Straight Outta Lynwood

Now, don’t laugh

Or do, because really, that’s the point. As a 20-year-old self-professed “hipster” who went to see Weird Al last Friday night, I have no right to take myself or my scene cred too seriously.

Weird Al Yankovic’s Straight Outta Lynwood Tour began in March 2007 and reaches its last leg this August. This tour celebrates two significant firsts for Al: his first Top 10 Album (Straight Outta Lynwood debuted at #10 on the Billboard Charts ) and his first Top 10 Single (“White & Nerdy” debuted at #28 on the Billboard charts, but quickly shot up to #9). Both the album and the single have since gone gold.

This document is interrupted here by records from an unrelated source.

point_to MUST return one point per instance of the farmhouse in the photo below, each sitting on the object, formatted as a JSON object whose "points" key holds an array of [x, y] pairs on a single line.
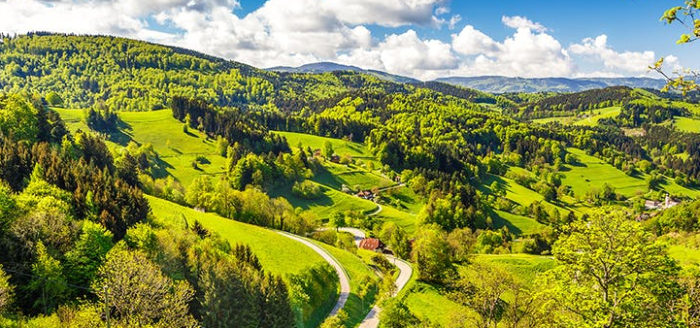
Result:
{"points": [[372, 244], [366, 194]]}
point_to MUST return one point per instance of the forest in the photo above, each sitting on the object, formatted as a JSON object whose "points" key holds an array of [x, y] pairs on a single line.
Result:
{"points": [[479, 178]]}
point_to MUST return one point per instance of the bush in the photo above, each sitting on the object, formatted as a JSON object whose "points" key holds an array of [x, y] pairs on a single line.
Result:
{"points": [[307, 190]]}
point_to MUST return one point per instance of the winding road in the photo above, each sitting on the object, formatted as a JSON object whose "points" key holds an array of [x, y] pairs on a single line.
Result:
{"points": [[405, 273], [342, 275]]}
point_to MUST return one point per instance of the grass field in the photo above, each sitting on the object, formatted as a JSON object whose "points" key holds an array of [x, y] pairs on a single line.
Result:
{"points": [[331, 201], [598, 115], [592, 172], [341, 147], [277, 254], [517, 224], [426, 302], [335, 175], [562, 120], [687, 124], [177, 149], [523, 266], [356, 269]]}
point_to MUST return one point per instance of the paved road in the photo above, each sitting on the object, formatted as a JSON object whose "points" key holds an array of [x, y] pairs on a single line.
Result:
{"points": [[357, 233], [405, 273], [343, 277]]}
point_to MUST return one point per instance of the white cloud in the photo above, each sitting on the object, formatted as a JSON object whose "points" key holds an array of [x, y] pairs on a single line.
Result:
{"points": [[405, 54], [628, 61], [471, 41], [296, 32], [525, 53], [519, 22]]}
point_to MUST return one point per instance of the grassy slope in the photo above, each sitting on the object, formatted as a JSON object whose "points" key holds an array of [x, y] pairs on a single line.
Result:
{"points": [[340, 147], [599, 114], [427, 303], [277, 254], [592, 172], [687, 124], [356, 269], [589, 121], [176, 148]]}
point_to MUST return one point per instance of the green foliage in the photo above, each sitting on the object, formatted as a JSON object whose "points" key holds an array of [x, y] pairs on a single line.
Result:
{"points": [[18, 118], [139, 293], [88, 254], [610, 274], [307, 190], [48, 282], [396, 315], [431, 254], [7, 292], [397, 239]]}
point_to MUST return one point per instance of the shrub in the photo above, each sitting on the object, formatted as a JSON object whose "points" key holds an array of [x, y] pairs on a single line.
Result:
{"points": [[307, 190]]}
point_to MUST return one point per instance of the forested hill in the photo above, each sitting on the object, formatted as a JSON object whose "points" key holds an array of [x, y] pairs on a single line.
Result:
{"points": [[501, 84]]}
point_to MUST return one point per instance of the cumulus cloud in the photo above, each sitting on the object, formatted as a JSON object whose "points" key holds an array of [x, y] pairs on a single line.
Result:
{"points": [[519, 22], [628, 61], [297, 32], [526, 53], [405, 54]]}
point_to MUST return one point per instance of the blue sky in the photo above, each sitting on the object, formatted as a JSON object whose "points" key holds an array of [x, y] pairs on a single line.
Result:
{"points": [[424, 39]]}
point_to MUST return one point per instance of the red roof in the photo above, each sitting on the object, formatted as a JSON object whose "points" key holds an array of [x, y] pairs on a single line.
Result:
{"points": [[371, 244]]}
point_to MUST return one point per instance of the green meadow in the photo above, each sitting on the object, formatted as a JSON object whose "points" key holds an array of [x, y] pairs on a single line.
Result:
{"points": [[687, 124], [176, 149], [599, 114], [341, 147], [277, 254], [591, 172]]}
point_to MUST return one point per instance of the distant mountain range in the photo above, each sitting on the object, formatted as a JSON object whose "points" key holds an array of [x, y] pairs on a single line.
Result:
{"points": [[501, 84], [324, 67], [492, 84]]}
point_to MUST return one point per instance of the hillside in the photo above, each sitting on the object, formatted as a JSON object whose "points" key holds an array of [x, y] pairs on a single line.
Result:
{"points": [[171, 169], [500, 84], [327, 67]]}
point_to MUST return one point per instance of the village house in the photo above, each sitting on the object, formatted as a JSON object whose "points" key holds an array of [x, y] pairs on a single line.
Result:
{"points": [[657, 205], [372, 244], [366, 194]]}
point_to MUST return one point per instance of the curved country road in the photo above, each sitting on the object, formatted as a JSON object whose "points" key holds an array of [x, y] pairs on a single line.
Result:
{"points": [[405, 273], [342, 275]]}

Pier 6 Pavilion in Baltimore is a pleasant, if somewhat small venue found in the city’s scenic Inner Harbor (newly renovated! Thug-free!). This Baltimore isn’t the Baltimore of The Wire fame. You’re more likely to find tourists and yuppies here. I wouldn’t recommend walking the streets alone at night, but that goes for most major cities. Pier 6 usually houses “has-beens”—this summer Hootie and the Blowfish as well as Donna Summer are playing—but a few gems pop up every now and then (The Avett Brothers, G. Love and the Special Sauce). I saw Nickelback there when I was 14. I don’t want to talk about it.

The Gates opened at 5:30, but the show didn’t actually start until 8:30, much to my boyfriend’s chagrin (he was convinced the show would start within an hour or so. “Al wouldn’t do that to us!”). Not to worry though, Spaceballs played on the screen on stage while we eager Al fans waited. A nice touch, even if the sun made it difficult to see anything. Al’s fans—from families with prepubescent children to the 20- and 30- something societal misfits—filtered through the doors and filled up the majority of the pavilion’s seats.

I have to hand it to him, Al is a great showman. His show is family-friendly (no more risqué than your average Simpsons episode), but thoroughly entertaining. It’s a nice change from smaller bar venues where the main act might show up too drunk to perform, but make a valiant effort anyway. Changed costumes for nearly every numbered, but filled in the lag time with clips from a documentary I’m told is exclusively available on tour and contained very funny interviews with Jessica Simpson, Eminem, K. Fed, and other Al-related clips. He started with a polka medley (naturally), went through a few recent hits (White & Nerdy, Trapped at the Drive-Thru, the Saga Begins) and hit some of the old greats, too (Eat it, Fat, Gump). He even did Amish Paradise, another first for this tour after he recently made amends with Coolio. It was a fun show, which certainly makes up for any cool points I may have lost in the process.

And now, to listen to “Gump” until I can get it out of my head.